The computational linguistics group at Uppsala University performs research and development in different areas related to SWE-CLARIN. In 2016, we concentrate our contribution on one main project, but at the same time continue working on some smaller projects.
The long term goal of the main project is to provide web-based tools for an automatic quantitative analysis of texts for linguists and other researchers in the humanities and social sciences. We have developed SWEGRAM, a web service that provides automatic linguistic annotation at word and sentence level. It includes everything from tokenisation, sentence segmentation and normalisation of misspellings to annotation of words with their parts of speech and morphological information and syntactic structure via dependency relations. The linguistic annotation can then be used to automatically derive statistics on different linguistic characteristics of the texts, for example, the number of words and sentences in a text, the average number of characters in a word, the distribution of word classes or different measures of readability.
Fig. 1: SWEGRAM: A web-based tool for automatic linguistic annotation and analysis for Swedish texts.
We have developed and tested our web-based tool for annotation and quantitative analysis on student essays for the national exam in Swedish and Swedish as a second language for different grades (3rd, 6th, 9th grade). We have also created a linguistically annotated corpus of student essays with roughly 1,5 million words, which has been automatically annotated on the morpho-syntactic level (Megyesi et al., 2016).

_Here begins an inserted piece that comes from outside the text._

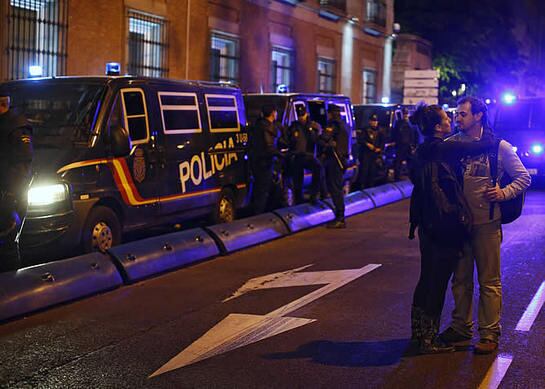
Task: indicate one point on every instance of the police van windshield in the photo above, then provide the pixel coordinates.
(59, 112)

The project is performed in collaboration with Anne Palmér and other researchers of Swedish at the Department of Scandinavian Languages at Uppsala University. Currently, we focus on the identification of linguistic features that are characteristic for student essays in different grades.
Fig. 2: Examples of potential misspellings.

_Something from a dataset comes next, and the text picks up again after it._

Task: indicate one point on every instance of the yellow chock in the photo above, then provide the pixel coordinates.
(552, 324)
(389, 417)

Moreover, we improve the normalisation tool to find potential misspellings and correct them so that it is applicable to different kinds of texts (for example, student essays or historical texts). We hope that our solutions are general and simple enough to be applied by others who are interested in different kinds of corpus linguistic research.
Side projects
The side projects are mainly pursued with own funding and in conjunction with existing projects within the group.

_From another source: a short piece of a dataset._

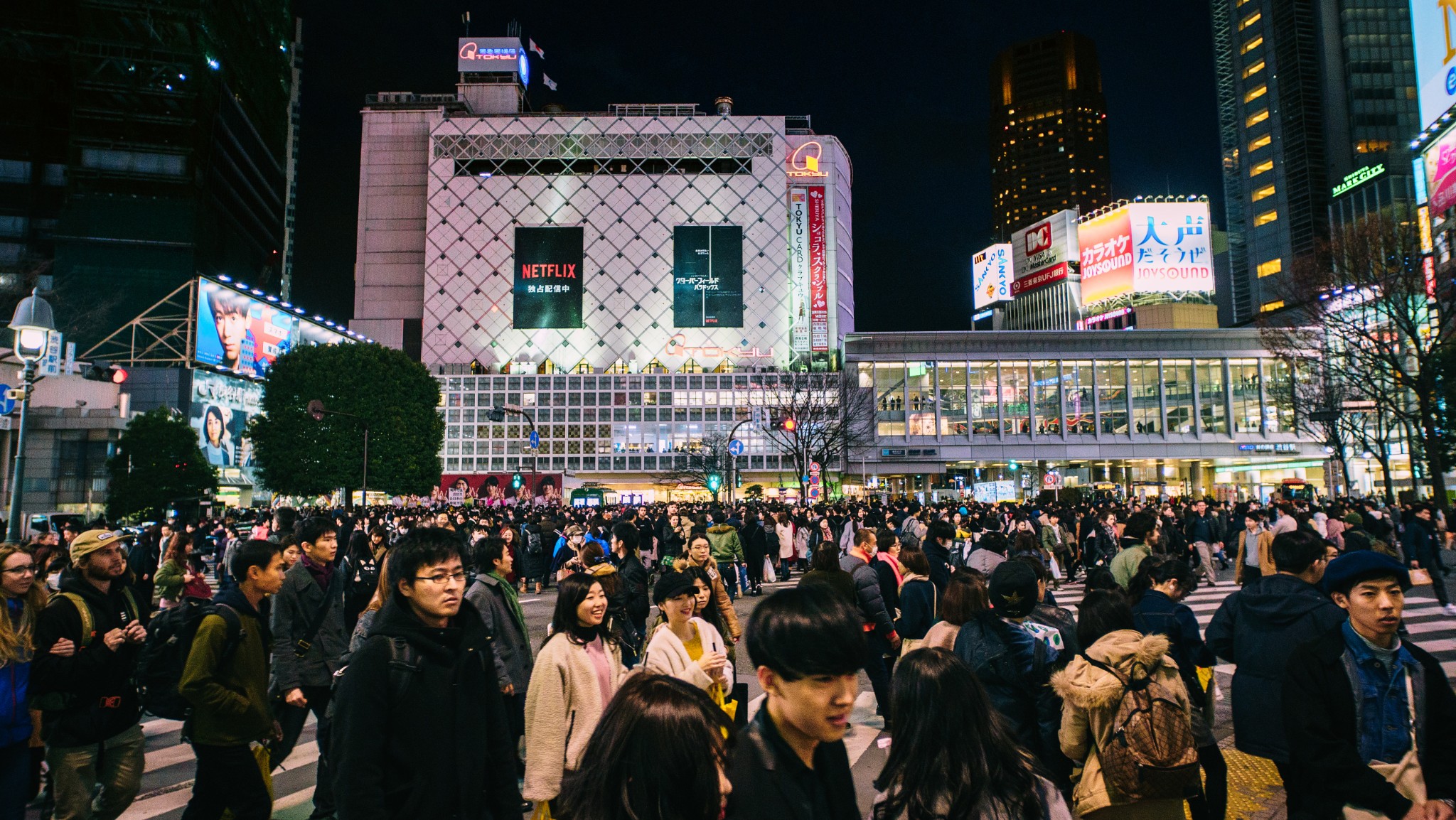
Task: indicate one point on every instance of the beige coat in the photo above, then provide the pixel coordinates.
(665, 654)
(1089, 698)
(562, 708)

Information retrieval in historical texts: This project is carried out in collaboration with the Department of History at Uppsala University and aims to support information retrieval in historical documents on what men and women did for a living from 1500 to 1800. In 2016, we focus on evaluation of the automatic retrieval together with the historians.
Information extraction from historical hand writings: This project is a collaboration with the project group q2b (from quill to bytes) with researchers from image analysis and aims at extracting both content information and metadata (e.g. author identification) in historical hand writings.
Swedish word processing (SWORD): This project also involves other groups within SWE-CLARIN and aims to document and standardize linguistic anlaysis of Swedish texts on the word level, including tokenization, part-of-speech tagging, morphological analysis and lemmatisation. In 2016, we focus on tokenization, which has led to a contribution to SLTC in Umeå.
Contrastive investigation of noun phrases in translated texts: This project is involves collaboration with translation sciences (Institut für Angewandte Sprachwissenschaft sowie Übersetzen und Dolmetschen at the Universität des Saarlandes in Saarbrücken) and aims at performing a contrastive investigation of nominal phrases in English texts and their German translations supported by language technological analysis. The result of the analysis will for the basis for both translation theoretic conclusions and improvements of machine translation systems.
Beata Megyesi, Jesper Näsman, and Anne Palmér. The uppsala corpus of student writings: Corpus creation, annotation, and analysis. In Nicoletta Calzolari (Conference Chair), Khalid Choukri, Thierry Declerck, Sara Goggi, Marko Grobelnik, Bente Maegaard, Joseph Mariani, Helene Mazo, Asuncion Moreno, Jan Odijk, and Stelios Piperidis, editors, Proceedings of the Tenth International Conference on Language Resources and Evaluation (LREC 2016), Paris, France, may 2016. European Language Resources Association (ELRA).